Violet didn’t answer him. She smiled awkwardly and leaned in closer to her window. Joshua wondered if his father had been invited to the wedding or if he’d even turn up. If he did, it would be a perfect place for them to finally talk and attempt to sort things out for the sake of his bank balance. Something about meeting on neutral ground with a lot of witnesses seemed like the safest bet.
“Have you invited my dad to the wedding ye
t?”
“What?” there was that look in her eyes again.
The way she shifted from the road to the mirror made his skin itch. Why was she acting so weird every time he mentioned his dad?
“Uncle Bill, have you invited him? I need to talk to him and you know I’m not really good at the whole apology thing.”
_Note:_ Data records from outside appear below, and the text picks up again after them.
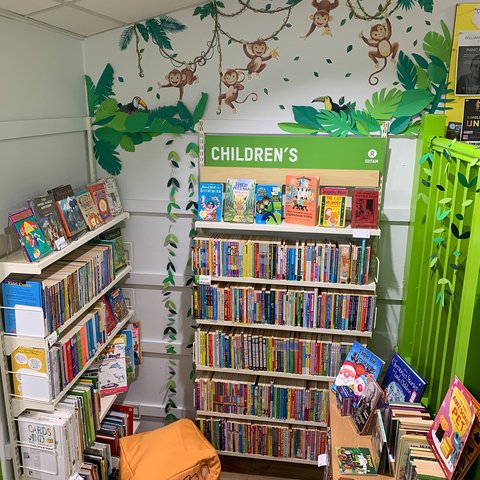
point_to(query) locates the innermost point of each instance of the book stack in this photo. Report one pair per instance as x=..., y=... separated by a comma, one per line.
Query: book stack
x=278, y=260
x=282, y=399
x=285, y=352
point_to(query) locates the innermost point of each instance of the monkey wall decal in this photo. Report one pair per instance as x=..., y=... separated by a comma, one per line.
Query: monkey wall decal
x=179, y=79
x=322, y=17
x=233, y=79
x=380, y=35
x=256, y=51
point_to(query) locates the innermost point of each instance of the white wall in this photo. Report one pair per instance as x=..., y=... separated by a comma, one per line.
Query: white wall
x=42, y=137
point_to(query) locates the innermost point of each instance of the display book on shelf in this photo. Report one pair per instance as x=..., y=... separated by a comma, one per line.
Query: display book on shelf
x=47, y=330
x=285, y=332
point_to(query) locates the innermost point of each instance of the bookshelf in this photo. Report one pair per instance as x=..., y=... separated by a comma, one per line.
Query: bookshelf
x=15, y=263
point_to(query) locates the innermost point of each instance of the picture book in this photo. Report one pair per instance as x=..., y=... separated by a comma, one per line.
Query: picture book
x=268, y=204
x=113, y=197
x=301, y=200
x=99, y=195
x=88, y=208
x=368, y=399
x=355, y=461
x=451, y=427
x=33, y=241
x=402, y=383
x=365, y=209
x=333, y=210
x=210, y=197
x=239, y=200
x=45, y=211
x=359, y=363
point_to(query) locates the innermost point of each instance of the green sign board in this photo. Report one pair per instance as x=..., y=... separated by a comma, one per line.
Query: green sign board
x=295, y=151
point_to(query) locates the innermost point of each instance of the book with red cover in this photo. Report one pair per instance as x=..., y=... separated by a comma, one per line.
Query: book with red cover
x=365, y=209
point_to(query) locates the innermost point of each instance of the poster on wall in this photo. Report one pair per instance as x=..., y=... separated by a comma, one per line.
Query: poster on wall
x=467, y=80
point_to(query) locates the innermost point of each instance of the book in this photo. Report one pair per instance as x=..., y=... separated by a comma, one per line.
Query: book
x=402, y=383
x=365, y=208
x=239, y=200
x=97, y=190
x=359, y=363
x=355, y=461
x=333, y=210
x=113, y=196
x=268, y=205
x=45, y=211
x=210, y=205
x=301, y=200
x=32, y=240
x=88, y=208
x=451, y=427
x=366, y=405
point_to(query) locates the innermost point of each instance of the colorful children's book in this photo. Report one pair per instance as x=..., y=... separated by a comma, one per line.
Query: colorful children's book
x=359, y=363
x=46, y=213
x=402, y=383
x=32, y=239
x=113, y=197
x=451, y=427
x=268, y=206
x=333, y=209
x=99, y=195
x=365, y=209
x=355, y=461
x=88, y=208
x=210, y=201
x=239, y=200
x=301, y=195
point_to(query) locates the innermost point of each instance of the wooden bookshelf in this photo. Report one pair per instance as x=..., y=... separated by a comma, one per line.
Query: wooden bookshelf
x=343, y=434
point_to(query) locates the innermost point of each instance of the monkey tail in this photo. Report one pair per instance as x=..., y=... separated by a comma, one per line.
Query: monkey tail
x=252, y=94
x=373, y=79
“Joshua?” the look intensified.
“What?”
She wordlessly stared ahead, focusing deeply on the road. What don’t I know? Travelling kept him out of the loop but that’s how he liked it. After the first couple of months away he stopped contacting Violet regularly because all she would talk about was the family drama. That was the last thing he wanted to hear about. A short call and a quick email every couple of months kept their relationship ticking along.
Pulling up outside a row of lavish three-story Victorian Terraces in the heart of Hammersmith, she jammed down her hand break and pulled the keys out of the ignition. Joshua squinted up at the houses, guessing one of them was Violet’s. She clutched her keys tightly as they all sat in a stuffy silence, the only sound coming from the rain bouncing off the roof of the car.
“Joshua, are you playing with me?” she turned to face him, her damp blonde hair hanging loosely over the side of her face.
“Did he RSVP ‘no’?” he rolled his eyes, “He’s such a miserable fucker.”
“Joshua,” she shook her head heavily, sinking her eyes to the keys again.
She parted her lips to speak but nothing happened. He glanced to Levi but he looked as confused as Joshua felt.
“Violet? What’s happened?”
Her crystal blue eyes drifted to the roof of the car and Joshua noticed the tiny teardrops forming along her lashes. Whatever he’s done, it must be pretty bad.